Events and Reporting – Gaining Visibility Into The Operation of DBaaS
In a running DBaaS system with many users and a large number of databases being provisioned and destroyed on an ongoing basis, there is an enormous amount of telemetry that is generated. Some of this is logging and events from the databases themselves and it is often important to the end user. Private and Public cloud users of DBaaS often wish to impose billing and chargebacks to their users and the events and reporting function generates the data stream for this purpose. In general, DBaaS does not implement billing and chargeback as these are handled at a higher level by the operator (potentially at the level of the cloud).
Running database instances sometimes encounter errors and failures and these notifications are fed back to the Policy Engine which can respond to them and initiate self-healing activities. For example, if a user provisions a replicated database and specifies that n-replicas must always be 4 (policy), a failure of a replica must be handled by automatically launching a new one and reinitiating replication. In launching that new replica the configuration established (through the Configuration Manager) will be used.
The Orchestration Engine – Talking to the IaaS
The actual communication of the intent of the policy manager to the IaaS is handled by the Orchestration Engine. IIt receives requests and executes them in an asynchronous manner. While the rest of the DBaaS may be happy to operate in synchronous mode, things that involve physical hardware, or the provisioning of virtual machines, virtual disks and networks can often take time. An Orchestration Engine therefore exposes an asynchronous set of interfaces that can be consumed by the Policy and Configuration Managers, and implement the polling and error recovery required to handle the vagaries of the actual hardware.
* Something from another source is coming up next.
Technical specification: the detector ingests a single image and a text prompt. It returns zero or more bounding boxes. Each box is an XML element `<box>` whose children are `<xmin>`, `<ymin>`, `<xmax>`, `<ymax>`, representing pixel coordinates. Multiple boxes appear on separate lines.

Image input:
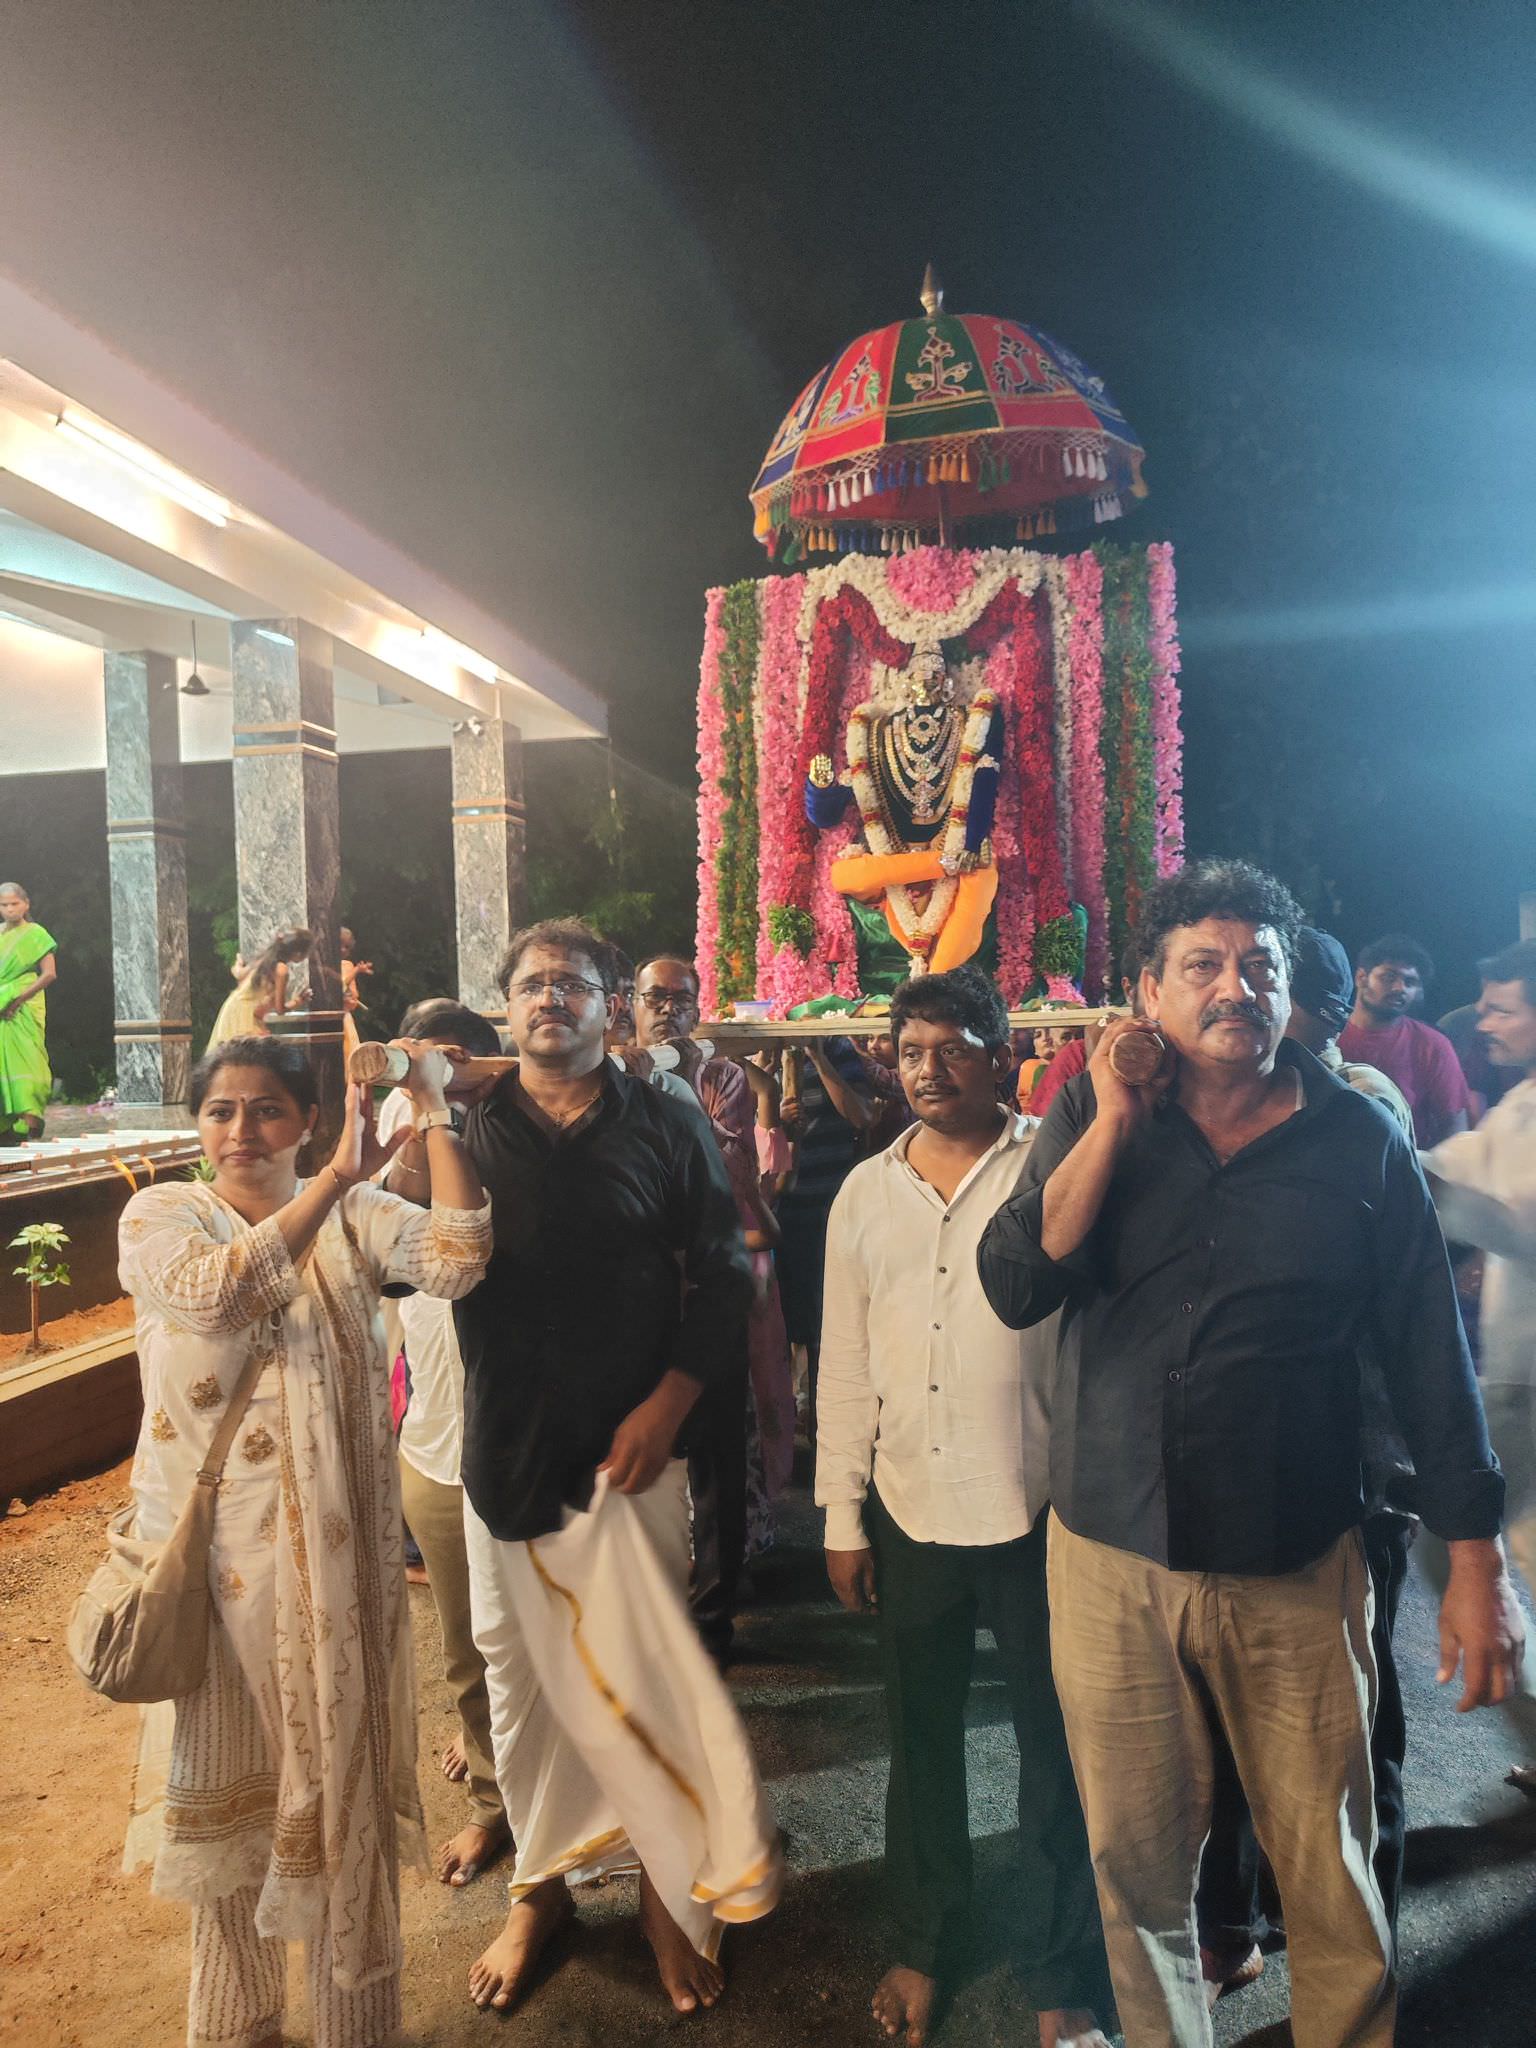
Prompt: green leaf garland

In the case of multi-cloud DBaaS solutions, the Orchestration Engine is able to speak with multiple different regions of a single cloud, or multiple different clouds and provision resources in the right location based on policy.
Extending the example of the developer and production user policy earlier, the operator may specify that developers must get virtual machines or containers while production users must get bare metal. Implementing that aspect of policy and handling the various different underlying IaaS components is the responsibility of the Orchestration Engine.
DBaaS – A Lot More Than Just Provisioning
It is a common misconception that DBaaS is merely ‘fancy provisioning’. While provisioning is certainly the first thing that one interacts with, there is a lot more that is required to simplify the usage of databases, and make them truly consumable like a utility service.
Databases are persistent, they retain state and the maintenance over their entire lifecycle is a complex and unforgiving activity. While one could write some custom automation around provisioning, the benefit of a DBaaS solution lies in the fact that the abstractions apply to many different databases, in a myriad of configurations, and through the lifecycle of these databases.
Users of DBaaS solutions derive many benefits including much increased developer agility, DBA productivity, application reliability, security and performance. As you will no doubt appreciate from the above description, delivering all of these require a complex architecture such as the one outlined here and the utility of a DBaaS solution is that it provides this in a simple and easy to consume form.